La iniciativa de romper el récord mundial con la Enmolada Más Grande del Mundo, que se planea tenga una longitud aproximada de 80 metros, subraya la importancia del mole para la identidad de San Pedro Atocpan y su ambición por proyectar su tradición gastronómica a una escala internacional.
Más Allá del Mole: Cultura y Entretenimiento
La Feria Nacional del Mole 2026 trasciende la oferta culinaria para convertirse en una celebración integral de la cultura mexicana. El programa de actividades incluye la impresionante presentación de los Voladores de Papantla, una tradición ancestral que añade un componente de asombro y misticismo al evento.
El Teatro del Pueblo será escenario de diversos espectáculos, mientras que la tradicional Guelaguetza y bailes populares ofrecerán vibrantes muestras de folclore. Para los amantes de la adrenalina, se organizarán jaripeos y actividades en la Plaza de Toros. La feria también ha pensado en el entretenimiento familiar, con juegos mecánicos y actividades recreativas diseñadas para los más pequeños.
La participación de artesanos provenientes de estados como Morelos, Hidalgo, Tlaxcala y Estado de México enriquecerá la experiencia, presentando piezas y productos que reflejan la diversidad de expresiones culturales del país. La música en vivo y diversas presentaciones culturales complementarán la oferta, con una cartelera de artistas invitados que se dará a conocer próximamente, prometiendo mantener el ambiente festivo durante toda la duración del evento.

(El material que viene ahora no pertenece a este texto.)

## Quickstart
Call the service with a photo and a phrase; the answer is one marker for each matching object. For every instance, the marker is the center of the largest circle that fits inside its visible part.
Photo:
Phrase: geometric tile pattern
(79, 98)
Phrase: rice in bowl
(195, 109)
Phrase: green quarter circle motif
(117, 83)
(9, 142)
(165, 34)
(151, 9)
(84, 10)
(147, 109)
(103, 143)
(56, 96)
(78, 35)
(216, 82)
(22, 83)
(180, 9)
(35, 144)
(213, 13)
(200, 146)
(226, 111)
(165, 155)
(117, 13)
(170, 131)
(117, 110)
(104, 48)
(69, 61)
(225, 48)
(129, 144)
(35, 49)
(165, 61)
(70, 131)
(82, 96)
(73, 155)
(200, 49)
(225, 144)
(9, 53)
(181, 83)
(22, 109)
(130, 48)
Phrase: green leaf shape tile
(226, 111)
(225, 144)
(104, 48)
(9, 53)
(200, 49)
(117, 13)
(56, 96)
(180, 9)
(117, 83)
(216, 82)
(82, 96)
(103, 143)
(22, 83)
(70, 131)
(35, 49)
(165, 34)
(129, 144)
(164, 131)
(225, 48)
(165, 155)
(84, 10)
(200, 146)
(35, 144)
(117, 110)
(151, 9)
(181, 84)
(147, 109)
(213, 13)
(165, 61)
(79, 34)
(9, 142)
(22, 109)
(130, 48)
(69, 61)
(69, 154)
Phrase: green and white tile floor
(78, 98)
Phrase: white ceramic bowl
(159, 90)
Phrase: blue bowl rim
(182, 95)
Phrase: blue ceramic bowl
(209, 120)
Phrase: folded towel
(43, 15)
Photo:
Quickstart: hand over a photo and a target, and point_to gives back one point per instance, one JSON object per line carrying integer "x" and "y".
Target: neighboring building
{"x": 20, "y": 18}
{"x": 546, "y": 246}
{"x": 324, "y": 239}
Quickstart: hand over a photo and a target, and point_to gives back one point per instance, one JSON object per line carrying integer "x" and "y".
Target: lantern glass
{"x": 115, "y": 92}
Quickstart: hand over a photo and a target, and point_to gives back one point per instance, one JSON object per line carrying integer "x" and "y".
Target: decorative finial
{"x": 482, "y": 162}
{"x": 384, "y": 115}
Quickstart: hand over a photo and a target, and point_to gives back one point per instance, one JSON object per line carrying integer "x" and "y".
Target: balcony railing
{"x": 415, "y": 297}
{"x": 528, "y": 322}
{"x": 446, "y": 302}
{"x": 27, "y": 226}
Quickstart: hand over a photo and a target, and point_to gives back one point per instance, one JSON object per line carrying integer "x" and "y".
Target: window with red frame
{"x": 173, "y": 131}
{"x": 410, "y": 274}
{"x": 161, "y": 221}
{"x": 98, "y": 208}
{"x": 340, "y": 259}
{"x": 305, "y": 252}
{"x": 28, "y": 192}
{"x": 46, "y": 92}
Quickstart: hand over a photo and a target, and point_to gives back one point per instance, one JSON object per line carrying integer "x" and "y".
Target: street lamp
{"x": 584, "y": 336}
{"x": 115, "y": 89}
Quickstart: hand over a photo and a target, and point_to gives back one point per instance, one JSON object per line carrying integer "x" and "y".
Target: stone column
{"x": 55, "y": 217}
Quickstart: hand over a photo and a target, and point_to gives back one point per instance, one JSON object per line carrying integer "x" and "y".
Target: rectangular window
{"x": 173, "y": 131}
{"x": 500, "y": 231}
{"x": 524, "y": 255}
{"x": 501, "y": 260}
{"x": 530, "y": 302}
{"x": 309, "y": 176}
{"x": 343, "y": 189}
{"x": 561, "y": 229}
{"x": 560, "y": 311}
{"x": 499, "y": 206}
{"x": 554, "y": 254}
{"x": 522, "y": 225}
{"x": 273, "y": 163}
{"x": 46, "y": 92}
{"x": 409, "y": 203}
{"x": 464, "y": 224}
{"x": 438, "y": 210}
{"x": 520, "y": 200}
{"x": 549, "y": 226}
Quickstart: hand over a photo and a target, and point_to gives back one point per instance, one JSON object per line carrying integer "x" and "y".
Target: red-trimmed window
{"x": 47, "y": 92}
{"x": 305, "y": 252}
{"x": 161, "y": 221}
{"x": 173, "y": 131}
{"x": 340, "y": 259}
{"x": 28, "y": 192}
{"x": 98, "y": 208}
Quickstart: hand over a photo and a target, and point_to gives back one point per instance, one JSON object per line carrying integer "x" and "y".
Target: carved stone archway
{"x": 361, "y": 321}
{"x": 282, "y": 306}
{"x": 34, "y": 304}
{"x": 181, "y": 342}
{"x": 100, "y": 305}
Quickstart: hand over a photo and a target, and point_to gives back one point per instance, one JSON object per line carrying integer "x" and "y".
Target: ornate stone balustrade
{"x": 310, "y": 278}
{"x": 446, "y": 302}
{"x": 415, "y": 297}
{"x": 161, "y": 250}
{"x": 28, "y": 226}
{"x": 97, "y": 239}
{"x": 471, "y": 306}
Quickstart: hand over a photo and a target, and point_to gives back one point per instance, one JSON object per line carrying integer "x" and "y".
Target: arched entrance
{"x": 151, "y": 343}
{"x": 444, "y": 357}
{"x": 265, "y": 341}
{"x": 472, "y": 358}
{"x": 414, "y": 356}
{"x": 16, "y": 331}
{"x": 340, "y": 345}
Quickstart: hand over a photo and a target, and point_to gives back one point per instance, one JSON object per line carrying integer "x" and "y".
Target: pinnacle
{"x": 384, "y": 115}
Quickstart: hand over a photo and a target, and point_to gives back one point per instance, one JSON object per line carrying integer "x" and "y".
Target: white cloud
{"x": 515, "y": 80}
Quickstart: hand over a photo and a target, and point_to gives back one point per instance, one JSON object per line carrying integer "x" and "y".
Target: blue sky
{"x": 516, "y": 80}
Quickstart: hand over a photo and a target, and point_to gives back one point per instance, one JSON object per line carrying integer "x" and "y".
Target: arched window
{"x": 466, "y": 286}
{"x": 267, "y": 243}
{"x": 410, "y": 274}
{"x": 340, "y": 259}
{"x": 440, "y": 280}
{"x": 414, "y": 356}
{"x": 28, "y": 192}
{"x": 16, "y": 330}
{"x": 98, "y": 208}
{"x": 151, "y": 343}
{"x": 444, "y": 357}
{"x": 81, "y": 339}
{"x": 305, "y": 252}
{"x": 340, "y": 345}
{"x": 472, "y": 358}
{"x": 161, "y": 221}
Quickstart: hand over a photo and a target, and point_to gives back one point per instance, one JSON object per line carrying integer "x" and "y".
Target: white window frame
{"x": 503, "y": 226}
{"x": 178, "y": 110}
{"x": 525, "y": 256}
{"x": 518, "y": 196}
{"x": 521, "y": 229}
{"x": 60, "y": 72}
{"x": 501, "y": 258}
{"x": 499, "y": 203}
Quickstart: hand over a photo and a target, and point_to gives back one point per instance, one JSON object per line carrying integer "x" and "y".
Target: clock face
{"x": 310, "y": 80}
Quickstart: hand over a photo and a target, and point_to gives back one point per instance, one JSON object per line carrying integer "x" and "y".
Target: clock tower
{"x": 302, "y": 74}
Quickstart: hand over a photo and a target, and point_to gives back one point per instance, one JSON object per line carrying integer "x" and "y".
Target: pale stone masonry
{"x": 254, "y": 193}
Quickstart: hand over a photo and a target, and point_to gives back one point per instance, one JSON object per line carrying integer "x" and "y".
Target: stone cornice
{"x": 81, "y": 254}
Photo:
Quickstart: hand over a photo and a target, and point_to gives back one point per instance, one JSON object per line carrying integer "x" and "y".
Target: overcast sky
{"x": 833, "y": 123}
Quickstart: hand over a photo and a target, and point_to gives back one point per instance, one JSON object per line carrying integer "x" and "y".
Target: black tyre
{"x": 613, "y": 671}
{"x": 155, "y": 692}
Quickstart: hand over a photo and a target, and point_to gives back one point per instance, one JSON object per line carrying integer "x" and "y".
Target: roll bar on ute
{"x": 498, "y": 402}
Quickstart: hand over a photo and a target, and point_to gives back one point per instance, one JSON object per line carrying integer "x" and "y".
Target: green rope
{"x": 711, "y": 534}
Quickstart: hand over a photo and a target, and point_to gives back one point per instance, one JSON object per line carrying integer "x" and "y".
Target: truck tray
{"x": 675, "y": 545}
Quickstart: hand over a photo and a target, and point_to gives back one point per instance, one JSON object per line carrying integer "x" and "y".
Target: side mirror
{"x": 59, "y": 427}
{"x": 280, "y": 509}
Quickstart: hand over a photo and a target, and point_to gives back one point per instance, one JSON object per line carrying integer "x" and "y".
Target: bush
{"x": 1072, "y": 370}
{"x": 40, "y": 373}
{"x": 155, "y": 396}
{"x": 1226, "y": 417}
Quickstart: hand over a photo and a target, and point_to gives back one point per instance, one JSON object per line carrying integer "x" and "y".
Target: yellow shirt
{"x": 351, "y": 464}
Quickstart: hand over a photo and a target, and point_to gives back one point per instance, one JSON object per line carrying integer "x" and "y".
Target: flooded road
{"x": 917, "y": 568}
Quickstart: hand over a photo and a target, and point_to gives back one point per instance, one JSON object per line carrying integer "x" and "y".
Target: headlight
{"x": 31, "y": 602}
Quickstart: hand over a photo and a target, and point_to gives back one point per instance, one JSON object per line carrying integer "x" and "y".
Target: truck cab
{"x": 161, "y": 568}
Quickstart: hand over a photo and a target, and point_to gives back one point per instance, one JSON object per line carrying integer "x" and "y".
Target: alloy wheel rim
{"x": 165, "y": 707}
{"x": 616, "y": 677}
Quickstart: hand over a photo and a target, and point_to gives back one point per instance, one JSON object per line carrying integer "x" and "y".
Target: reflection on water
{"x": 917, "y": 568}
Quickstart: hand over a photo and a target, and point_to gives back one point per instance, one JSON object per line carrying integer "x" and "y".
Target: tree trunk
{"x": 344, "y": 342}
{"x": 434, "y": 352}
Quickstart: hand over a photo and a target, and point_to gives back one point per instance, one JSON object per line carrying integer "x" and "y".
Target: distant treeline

En contexto, la Feria Nacional del Mole de San Pedro Atocpan no es solo un evento gastronómico; es un reflejo del arraigo cultural, la capacidad productiva y el espíritu comunitario de una región que ha sabido honrar y proyectar una de las joyas de la corona de la cocina mexicana. La extensión del evento y el ambicioso intento de récord mundial demuestran una clara estrategia para fortalecer la identidad local y atraer turismo, consolidando a San Pedro Atocpan como un referente ineludible para los amantes del mole y la cultura mexicana en general.
Históricamente, eventos como este son cruciales para la preservación de tradiciones culinarias y para el desarrollo económico de las comunidades. La capacidad de adaptación y crecimiento de la feria, desde sus modestos inicios hasta su formato actual, habla de la resiliencia y la visión de sus organizadores y habitantes, quienes trabajan incansablemente para mantener viva y vibrante la herencia del mole.
Las implicaciones de un evento de esta magnitud van más allá de lo económico; fortalecen el tejido social, promueven el orgullo por las raíces y ofrecen una plataforma para que productores y artesanos locales muestren su talento. La apuesta por un récord mundial, además, genera una expectativa mediática que puede traducirse en un mayor reconocimiento y aprecio por la gastronomía mexicana a nivel global.
El éxito de la Feria Nacional del Mole 2026 no solo dependerá de la asistencia y la participación, sino también de la capacidad de mantener la autenticidad y la calidad que la han caracterizado. La comunidad de San Pedro Atocpan, con su dedicación y pasión por el mole, está bien posicionada para lograrlo, ofreciendo una experiencia inolvidable que celebra lo mejor de México.